Yesterday I posted a request for a method to perform a probabilistic lookup. Lots of good ideas. I chose the method suggested by Mpemba, mainly because he demonstrated that it works.
My goal was to create a workbook that generates a list of random fake names. I got it down to a single formula that uses two parameters: The probability of a male name, and the probability of having a middle initial. I think there’s about 2.7 billion unique names than can be generated. This sort of thing has lots of uses: generating data for samples files, and… uh… Well, I’m sure it’s good for something else. Anyone in the identity theft industry?
Here are some random names that it spit out: Delores A. Spear, Jason Dyer, David I. Hearn, Paulette Crissman, Gerald Olson, Kathleen Oleary, Joan Smith, Curtis Watt, Latina Murguia, Boyd Therrien, Rita Z. Morales, David Rapp, Ma Anderson, Kurt Cunningham, Nancy Hackney, Stacey I. Harris, Heath Hunter, Trevor Sisson, Carol Papenfuss, Patrick Lenhardt, Ian Grayson, Earl T. Wiggins, John Brooks, Billy Barkley, Antionette Adkisson, Edward I. Gibson, Lisa Stillman, Amanda Arthur, Lillian L. Archuleta, Virginia Ryan, Barbara Fritts, Robert Jones, Jacqueline Lowe, Donald Steiner, and Joyce Brown.
These names certainly sound real to me. In fact, I think I went to elementary school with Barbara Fritts.
In any case, feel free to download it and try it out: namegenerator.zip. The ZIP file is 790K, and the XLS file is about 3.3Mb.
Hey! I thought you were supposed to be writing about pivot tables?
There’s a lady in my church named Joyce Brown :)
Nice work.
Die_Another_Day
Don’t you mean xlsx file? I find it curious that out of 20 names and 7 middle initials, that three would be “I”. I wonder what kind of ethnic incompatabilities you’d get, like Conchita Stolinski.
” Well, I’m sure it’s good for something else”
Here’s a use…
See how many F9’s it takes to get a name like this
Ima Toole
Roleplayers would love it.
Let me edit that idea.
The world’s first Excel drinking game.
See how many F9’s it takes to get a name like this: Ima Toole
You could market it to colleges.
I was writing about pivot tables. I was trying to find a good set of data to use as an example file. I could have used names from my PUP sales database, but that would probably be a privacy violation. So, one thing led to another thing, and this turned out to be a lot more interesting. I actually put off doing the two pivot table chapters, and ended up doing four easy ones instead.
Regarding the middle initials. The letter I is pretty low on the list, so getting 3 I’s out of 7 is very unlikely. Somebody can probably calculate the exact probability.
Now I know who to thank when my spam comes from names like:
“Delores A. Spear, Jason Dyer, David I. Hearn, Paulette Crissman”
instead of “Yolikak, Meity_ie, Halooing and Ratih Kusumaningram” like it does now.
Thanks this is great. I especially like using the data.
About 10 years ago I wanted to find out the “median name” (that is, half the population has a more popular name and half has a less popular name).

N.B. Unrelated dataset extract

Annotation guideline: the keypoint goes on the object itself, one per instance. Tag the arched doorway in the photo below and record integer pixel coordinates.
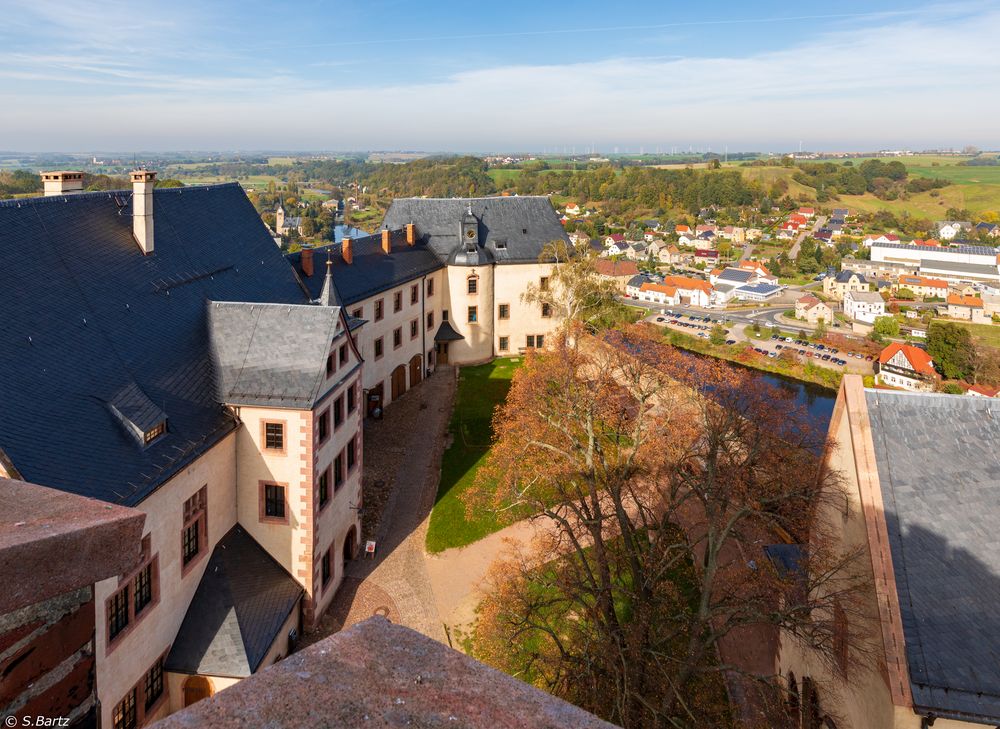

I do not remember which women’s name was median but “Keith” has the median male name and “McCracken” was the median last name. In your data “Keith” is still the median name (it’s refreshing to know good old Keith is still in the middle). “McCracken” was nearly the median last name again but had unfortunately drifted a bit into unpopularity. “Spangler” is the median name now.
“Hazel” is the “median” female name (none of the names except maybe “Rhonda” around the median rung a bell as having been the median last time). Anyway, Keith and Hazel Spangler of Anytown, USABest Wishes!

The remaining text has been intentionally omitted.